Now, for the first time, he’s created a residential condominium building, which one might say is more for the stroller set. Just don’t call the units “luxury condos,” a term that makes Marino apoplectic. “That’s what they are selling on 14th Street,” he snorts. And this building is most certainly not downtown: Its address is 170 East End Avenue, a stone’s throw from Gracie Mansion, the sedate streets of Beekman Place and — perhaps most important — private schools like Chapin, Dalton and Spence.
The architect, clad in his signature tight black T-shirt and black leather pants, with leather cuffs on both wrists, is presiding over a meeting at his art-filled East 58th Street office. Condo queen Louise Sunshine — the exclusive sales agent for 170 East End — prowls the halls outside, rolling calls on her cell phone. Marino, meanwhile, is discussing quality, a term he fervently believes in. “If you do anything in life,” he proclaims, “do it in a quality way.”
He points to the marble slabs in the building’s lobby, more marble in the master bathrooms (not the “stupid 12-by-12 tiles you can buy at Home Depot,” he’s quick to point out), the “real parquet” floors and the 10-foot, floor-to-ceiling windows.

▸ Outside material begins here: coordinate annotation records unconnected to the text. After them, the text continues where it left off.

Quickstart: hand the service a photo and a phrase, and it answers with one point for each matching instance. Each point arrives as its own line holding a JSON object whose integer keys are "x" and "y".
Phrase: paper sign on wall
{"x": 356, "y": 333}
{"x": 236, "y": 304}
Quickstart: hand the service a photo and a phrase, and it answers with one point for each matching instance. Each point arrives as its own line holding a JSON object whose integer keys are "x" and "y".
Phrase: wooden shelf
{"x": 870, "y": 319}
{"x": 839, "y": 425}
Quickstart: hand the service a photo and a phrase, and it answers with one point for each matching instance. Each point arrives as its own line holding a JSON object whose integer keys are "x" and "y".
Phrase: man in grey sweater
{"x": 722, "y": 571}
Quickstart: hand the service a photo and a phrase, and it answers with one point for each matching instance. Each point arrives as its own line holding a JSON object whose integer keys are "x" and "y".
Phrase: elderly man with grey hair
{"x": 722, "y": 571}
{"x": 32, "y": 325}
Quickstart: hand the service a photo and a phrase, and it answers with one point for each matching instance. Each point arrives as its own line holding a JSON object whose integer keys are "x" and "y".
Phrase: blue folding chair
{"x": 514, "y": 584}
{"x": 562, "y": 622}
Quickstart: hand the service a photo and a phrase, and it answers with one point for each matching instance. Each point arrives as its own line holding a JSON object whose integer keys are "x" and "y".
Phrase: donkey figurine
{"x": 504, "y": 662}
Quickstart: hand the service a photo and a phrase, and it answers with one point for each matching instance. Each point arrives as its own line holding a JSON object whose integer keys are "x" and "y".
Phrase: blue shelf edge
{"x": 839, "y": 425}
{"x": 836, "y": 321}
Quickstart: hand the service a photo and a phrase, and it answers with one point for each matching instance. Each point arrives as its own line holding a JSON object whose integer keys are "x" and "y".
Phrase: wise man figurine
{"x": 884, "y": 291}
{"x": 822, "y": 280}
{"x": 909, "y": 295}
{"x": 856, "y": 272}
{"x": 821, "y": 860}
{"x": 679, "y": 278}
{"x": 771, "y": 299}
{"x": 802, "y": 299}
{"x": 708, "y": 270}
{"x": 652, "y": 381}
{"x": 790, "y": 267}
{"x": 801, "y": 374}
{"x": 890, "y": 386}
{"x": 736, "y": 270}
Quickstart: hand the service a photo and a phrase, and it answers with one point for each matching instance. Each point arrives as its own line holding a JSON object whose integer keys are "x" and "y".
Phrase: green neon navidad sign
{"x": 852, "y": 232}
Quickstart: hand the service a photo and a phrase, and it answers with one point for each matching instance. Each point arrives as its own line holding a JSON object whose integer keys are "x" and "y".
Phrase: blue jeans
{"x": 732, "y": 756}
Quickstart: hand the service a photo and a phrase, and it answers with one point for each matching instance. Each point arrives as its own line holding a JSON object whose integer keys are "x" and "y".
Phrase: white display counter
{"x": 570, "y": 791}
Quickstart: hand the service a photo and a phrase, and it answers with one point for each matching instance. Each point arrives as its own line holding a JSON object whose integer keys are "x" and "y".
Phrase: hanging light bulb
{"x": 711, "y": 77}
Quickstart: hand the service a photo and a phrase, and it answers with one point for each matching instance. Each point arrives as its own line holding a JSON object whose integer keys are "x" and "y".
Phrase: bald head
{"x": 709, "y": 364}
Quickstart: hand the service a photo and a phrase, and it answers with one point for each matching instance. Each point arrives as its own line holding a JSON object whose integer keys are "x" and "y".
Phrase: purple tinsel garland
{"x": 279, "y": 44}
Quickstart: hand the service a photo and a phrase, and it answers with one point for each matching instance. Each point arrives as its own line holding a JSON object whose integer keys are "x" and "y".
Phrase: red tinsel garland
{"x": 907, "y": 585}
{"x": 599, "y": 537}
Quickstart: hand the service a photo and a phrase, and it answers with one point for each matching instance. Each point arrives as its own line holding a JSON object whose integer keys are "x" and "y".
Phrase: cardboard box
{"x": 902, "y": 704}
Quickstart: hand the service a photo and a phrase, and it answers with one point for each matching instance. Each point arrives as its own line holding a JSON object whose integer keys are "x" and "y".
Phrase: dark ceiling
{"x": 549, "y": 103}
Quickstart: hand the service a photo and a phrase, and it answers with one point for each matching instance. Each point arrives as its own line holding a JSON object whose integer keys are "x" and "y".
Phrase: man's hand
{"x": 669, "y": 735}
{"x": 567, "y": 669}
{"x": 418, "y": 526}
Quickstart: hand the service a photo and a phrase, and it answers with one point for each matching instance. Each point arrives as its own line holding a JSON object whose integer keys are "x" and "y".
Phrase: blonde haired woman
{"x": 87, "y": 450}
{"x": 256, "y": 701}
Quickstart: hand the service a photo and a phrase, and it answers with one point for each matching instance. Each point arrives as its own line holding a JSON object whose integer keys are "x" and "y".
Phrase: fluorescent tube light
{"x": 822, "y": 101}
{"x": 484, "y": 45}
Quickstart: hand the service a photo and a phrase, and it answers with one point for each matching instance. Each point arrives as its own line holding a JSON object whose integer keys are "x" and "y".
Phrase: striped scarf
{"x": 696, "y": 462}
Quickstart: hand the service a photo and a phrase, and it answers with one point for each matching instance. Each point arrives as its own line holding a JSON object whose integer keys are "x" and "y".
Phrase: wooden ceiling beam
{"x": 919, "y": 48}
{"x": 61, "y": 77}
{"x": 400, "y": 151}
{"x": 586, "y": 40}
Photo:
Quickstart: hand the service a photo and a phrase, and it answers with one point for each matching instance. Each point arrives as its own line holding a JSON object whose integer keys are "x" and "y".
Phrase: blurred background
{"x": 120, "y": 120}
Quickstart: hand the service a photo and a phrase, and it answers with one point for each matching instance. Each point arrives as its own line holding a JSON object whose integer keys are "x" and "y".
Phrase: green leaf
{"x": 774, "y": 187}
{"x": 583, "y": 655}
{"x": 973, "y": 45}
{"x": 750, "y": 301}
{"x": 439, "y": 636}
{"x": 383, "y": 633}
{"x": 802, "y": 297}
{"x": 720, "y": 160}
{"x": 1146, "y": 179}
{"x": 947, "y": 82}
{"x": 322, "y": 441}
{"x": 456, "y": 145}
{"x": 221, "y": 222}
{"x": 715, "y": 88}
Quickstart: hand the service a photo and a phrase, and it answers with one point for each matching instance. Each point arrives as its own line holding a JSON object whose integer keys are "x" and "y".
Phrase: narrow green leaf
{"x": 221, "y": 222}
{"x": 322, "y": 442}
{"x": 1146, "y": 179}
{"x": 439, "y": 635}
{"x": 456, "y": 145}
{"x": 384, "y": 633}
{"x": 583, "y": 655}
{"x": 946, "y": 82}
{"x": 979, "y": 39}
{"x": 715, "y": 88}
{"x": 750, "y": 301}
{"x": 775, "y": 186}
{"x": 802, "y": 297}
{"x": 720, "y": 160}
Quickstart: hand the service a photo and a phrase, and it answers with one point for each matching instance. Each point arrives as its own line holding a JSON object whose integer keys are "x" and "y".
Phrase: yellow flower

Not to mention the 5,000-square-foot communal garden complete with sheep sculptures by French artists Claude and François-Xavier Lalanne, who are being feted tonight with a party at the building. Marino was adamant that developer Orin Wilf, a scion of the Garden Homes real estate company, put up funds for an art budget along with the money for a 12,000-square-foot, fully staffed amusement space that includes yoga rooms, squash courts, a screening room and a golf simulator. Even the underground garages are decorated with murals and light installations.
Marino, who terms himself a “modern” architect, avoided angering the notoriously touchy Upper East Side residents by matching the heights of his building to those of existing homes on surrounding blocks. “I didn’t do a Charlie Gwathmey with this,” he says, fiercely scribbling on a pad — a reference to the blue, shiny curves of Gwathmey’s Astor Place building. “I don’t scream trendy,” he says. “I always say to Karl and Donna,” he continues, referring to his fashionable friends Lagerfeld and Karan, “‘it’s so easy, guys. You can always do the trendiest thing of the moment in a dress, and you don’t care if your customers are going to wear this in four or five years. We’ve got two years of drawing and planning, two years of construction. If I start with a trendy idea, who the hell knows what it’s going to look like in four or five years?’ It’s like a joke to do architecture in a trendy, trendy way.”